The implication of using a particular definition of consciousness is to imply that the is no significant qualitative difference between the consciousness of a human being and the consciousness of a computer program.
I'm not sure that's the case; more precisely, it depends on the definition. I don't see that a direct comparison with human intelligence is necessarily implied, intended, or appropriate.

Otherwise, why use the word "consciousness"?
What other word is more appropriate for the nature of what is being described and labelled?

It might be helpful to consider animal consciousness. Most of us would agree that other animals have various degrees of consciousness. Would you be happy to say there is no qualitative difference between human consciousness and that of the most minimally conscious animal you can think of? Are levels of consciousness purely quantitative?

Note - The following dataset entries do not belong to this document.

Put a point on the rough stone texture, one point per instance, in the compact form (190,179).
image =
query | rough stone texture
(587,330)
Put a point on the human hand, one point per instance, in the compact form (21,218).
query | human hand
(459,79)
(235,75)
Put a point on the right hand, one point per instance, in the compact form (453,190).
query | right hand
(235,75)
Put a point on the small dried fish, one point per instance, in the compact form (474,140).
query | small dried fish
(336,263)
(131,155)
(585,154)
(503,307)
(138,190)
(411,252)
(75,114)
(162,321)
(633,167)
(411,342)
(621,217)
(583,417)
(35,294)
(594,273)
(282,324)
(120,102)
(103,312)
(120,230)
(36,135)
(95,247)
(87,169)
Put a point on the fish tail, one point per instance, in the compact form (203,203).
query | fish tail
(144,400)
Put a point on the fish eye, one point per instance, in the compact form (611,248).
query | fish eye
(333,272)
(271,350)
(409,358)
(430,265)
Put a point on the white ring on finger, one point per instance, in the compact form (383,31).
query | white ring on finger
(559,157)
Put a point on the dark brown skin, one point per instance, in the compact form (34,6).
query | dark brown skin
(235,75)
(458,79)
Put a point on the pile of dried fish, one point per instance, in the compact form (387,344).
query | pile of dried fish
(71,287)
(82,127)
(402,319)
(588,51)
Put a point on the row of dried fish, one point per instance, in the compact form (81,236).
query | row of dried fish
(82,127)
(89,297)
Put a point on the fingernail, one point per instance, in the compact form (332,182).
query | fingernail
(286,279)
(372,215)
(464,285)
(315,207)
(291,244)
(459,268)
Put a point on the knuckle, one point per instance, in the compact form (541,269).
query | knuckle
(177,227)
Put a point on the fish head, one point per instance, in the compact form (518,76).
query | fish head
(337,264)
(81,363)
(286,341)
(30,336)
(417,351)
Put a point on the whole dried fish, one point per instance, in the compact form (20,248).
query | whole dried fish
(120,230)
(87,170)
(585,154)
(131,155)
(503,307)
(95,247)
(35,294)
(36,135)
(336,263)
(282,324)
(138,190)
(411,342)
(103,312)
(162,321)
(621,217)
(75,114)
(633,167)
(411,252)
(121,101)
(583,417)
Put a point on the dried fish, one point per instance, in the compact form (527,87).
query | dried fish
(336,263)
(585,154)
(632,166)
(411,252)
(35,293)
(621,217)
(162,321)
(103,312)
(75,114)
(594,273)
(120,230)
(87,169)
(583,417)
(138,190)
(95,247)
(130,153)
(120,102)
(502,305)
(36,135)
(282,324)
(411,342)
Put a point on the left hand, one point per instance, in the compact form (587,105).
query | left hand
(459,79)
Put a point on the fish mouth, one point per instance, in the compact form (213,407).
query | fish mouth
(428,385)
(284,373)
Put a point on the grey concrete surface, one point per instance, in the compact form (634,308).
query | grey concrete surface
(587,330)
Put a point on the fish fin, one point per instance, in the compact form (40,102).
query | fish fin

It seems to me that there are probably many different qualitatively different forms of consciousness, that share certain common features (e.g. self-awareness).

The computationalist claim is precisely that there is nothing in the human experience that wouldn't be completely fulfilled by the appropriate computer simulation. These are disagreements of substance, not of definition.
That's not my understanding of the majority of computationalist claims (of which there is a variety). The basic claim is that consciousness is a computational process, therefore it is theoretically possible to produce an artificial consciousness by computational methods. Some would extend this to producing a human-like consciousness by computational modeling inspired by a detailed knowledge of the functioning of the human brain.

However, the full gamut of human experience involves the physical and mental development and interaction of a human body and brain over many years in a variety of environmental contexts; I don't recall any computationalists claiming that all this could be be 'completely fulfilled by the appropriate computer simulation', except in the most speculative discussion. In my experience, most discussions in this area focus around the probable differences in human and artificial conscious experience, as is the case in most science fiction treatments (Asimov's robots, HAL in 2001, Blade Runner, Marvin the paranoid android, Kryten in Red Dwarf, et al).
 
So, is your operational definition of conscious then "everything in the human experience exactly as it is an a human"?

I would say that if something can have subjective experiences, then it's conscious, in some sense.